Answer: By making huge commitments for expensive projects in the future that revenues cannot support.
That's the situation Maryland may face over the next four years.
Gov. Parris N. Glendening, thanks to a surging state economy, went on a spending spree this legislative session. His budget increase of 9.5 percent includes money for college buildings, public schools and for a Washington-area bridge and Metro extension that could create a deep fiscal hole.
Next year, in fact, he'll have to exhaust the state's reserve funds (not counting a 5 percent cushion demanded by Wall Street) to complete the state's 10 percent income-tax reduction and pay for those construction projects.
Even then, the governor could face a shortfall of $200 million, according to legislative analysts.
And in the following year -- 2002 -- the projected shortage balloons to $513 million, with cash reserves no longer available to finance this costly construction.
Annapolis faces a potential cumulative deficit of $1 billion between 2002 and 2004.
The budget outlook could be even worse if Maryland's economic boom slows or the governor and legislature decide to cut taxes or add new spending programs between now and mid-2004.
Short-term, though, the situation appears manageable.

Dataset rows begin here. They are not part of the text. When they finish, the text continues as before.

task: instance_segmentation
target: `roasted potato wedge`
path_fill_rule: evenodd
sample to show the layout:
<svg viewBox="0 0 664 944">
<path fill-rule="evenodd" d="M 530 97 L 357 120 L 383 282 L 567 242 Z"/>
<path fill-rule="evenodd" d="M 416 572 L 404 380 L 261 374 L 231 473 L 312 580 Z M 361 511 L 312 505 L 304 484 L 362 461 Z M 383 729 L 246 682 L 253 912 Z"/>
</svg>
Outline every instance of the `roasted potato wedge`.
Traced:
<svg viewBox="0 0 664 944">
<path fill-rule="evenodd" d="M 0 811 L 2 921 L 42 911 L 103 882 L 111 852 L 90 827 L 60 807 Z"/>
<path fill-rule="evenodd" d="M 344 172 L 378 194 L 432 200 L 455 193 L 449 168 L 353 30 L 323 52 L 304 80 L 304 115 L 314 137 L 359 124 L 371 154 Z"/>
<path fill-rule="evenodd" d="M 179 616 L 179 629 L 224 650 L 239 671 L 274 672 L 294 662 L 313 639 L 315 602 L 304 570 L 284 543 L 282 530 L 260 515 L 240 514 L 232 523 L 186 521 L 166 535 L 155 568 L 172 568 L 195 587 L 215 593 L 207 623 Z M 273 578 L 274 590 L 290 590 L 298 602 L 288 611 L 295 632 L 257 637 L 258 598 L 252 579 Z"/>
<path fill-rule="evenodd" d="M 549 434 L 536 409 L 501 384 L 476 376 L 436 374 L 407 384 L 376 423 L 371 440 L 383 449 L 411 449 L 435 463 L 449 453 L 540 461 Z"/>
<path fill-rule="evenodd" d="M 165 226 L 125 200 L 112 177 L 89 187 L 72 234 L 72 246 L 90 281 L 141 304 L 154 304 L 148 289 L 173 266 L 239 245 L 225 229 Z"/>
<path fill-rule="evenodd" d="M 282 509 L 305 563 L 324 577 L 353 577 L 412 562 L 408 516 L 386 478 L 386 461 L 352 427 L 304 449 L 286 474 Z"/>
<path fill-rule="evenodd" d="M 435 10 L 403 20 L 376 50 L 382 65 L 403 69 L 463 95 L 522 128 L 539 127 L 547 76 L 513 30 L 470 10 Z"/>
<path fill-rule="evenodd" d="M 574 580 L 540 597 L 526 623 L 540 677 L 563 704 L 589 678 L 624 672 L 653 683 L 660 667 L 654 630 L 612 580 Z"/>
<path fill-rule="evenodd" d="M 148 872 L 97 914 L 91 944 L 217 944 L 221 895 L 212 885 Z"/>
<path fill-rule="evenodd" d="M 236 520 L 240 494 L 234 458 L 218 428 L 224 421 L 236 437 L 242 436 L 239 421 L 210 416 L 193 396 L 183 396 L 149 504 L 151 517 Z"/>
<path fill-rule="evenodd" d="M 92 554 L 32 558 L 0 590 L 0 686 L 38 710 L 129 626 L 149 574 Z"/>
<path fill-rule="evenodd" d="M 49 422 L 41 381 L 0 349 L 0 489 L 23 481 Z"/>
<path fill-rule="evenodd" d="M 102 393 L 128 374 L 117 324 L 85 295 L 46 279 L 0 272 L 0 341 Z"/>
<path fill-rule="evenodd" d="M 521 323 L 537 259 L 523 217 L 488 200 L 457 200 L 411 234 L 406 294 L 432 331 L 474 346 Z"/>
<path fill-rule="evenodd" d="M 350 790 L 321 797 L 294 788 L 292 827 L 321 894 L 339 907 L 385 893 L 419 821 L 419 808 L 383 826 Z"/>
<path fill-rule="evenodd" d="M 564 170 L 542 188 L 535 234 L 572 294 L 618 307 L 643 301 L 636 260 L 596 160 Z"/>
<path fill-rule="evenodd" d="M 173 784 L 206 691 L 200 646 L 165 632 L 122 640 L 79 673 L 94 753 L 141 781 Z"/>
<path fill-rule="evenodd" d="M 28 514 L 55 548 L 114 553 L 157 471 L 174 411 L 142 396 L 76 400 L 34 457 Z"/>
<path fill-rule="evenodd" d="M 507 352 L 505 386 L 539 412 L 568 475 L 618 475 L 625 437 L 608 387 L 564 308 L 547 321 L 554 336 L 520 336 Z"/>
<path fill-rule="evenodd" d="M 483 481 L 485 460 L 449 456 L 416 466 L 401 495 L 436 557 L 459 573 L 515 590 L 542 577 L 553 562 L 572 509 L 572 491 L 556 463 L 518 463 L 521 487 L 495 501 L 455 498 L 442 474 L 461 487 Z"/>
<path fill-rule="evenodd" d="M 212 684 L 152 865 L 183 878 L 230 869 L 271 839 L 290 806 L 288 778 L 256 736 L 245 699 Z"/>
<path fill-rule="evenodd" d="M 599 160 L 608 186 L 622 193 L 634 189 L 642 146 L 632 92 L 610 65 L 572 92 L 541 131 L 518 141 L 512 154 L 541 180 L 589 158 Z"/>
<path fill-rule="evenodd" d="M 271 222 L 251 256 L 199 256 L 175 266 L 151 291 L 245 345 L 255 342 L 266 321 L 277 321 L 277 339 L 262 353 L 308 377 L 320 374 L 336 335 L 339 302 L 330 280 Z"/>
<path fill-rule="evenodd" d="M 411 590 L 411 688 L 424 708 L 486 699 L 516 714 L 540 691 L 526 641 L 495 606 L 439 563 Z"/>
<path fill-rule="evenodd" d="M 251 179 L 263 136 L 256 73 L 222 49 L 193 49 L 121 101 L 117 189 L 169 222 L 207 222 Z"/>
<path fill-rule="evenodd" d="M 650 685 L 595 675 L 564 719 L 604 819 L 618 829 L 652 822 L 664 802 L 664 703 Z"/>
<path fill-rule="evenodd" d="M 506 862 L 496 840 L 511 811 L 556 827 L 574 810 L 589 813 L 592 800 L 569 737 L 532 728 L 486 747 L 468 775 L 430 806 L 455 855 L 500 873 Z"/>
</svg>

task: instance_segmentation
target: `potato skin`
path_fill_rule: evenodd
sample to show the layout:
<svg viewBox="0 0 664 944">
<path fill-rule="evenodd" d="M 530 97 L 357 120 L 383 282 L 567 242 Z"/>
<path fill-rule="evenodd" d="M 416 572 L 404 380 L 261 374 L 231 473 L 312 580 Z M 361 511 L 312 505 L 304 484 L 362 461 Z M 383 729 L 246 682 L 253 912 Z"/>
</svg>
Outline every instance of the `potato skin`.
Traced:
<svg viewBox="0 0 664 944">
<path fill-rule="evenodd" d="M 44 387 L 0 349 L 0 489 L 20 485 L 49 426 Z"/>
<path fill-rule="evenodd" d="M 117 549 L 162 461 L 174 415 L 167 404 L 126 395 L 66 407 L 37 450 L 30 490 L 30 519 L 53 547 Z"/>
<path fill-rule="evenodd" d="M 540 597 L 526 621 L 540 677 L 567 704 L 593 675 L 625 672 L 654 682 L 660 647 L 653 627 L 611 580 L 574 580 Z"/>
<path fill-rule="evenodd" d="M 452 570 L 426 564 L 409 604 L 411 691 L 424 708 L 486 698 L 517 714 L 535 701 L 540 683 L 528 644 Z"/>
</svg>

Next year's projected $200 million budget deficit can easily be handled through spending slowdowns, judicious cuts or modest increases in targeted taxes or fees.
Much depends on the strength of the U.S. economy. Recent signs of tight labor markets here and nationally could mean wage inflation and slower growth. That could put Mr. Glendening, or his successor, on a fiscal hot seat.
The governor has steered a relatively prudent fiscal course so far. If economic storm clouds threaten, Mr. Glendening may have to reconsider parts of his ambitious building program.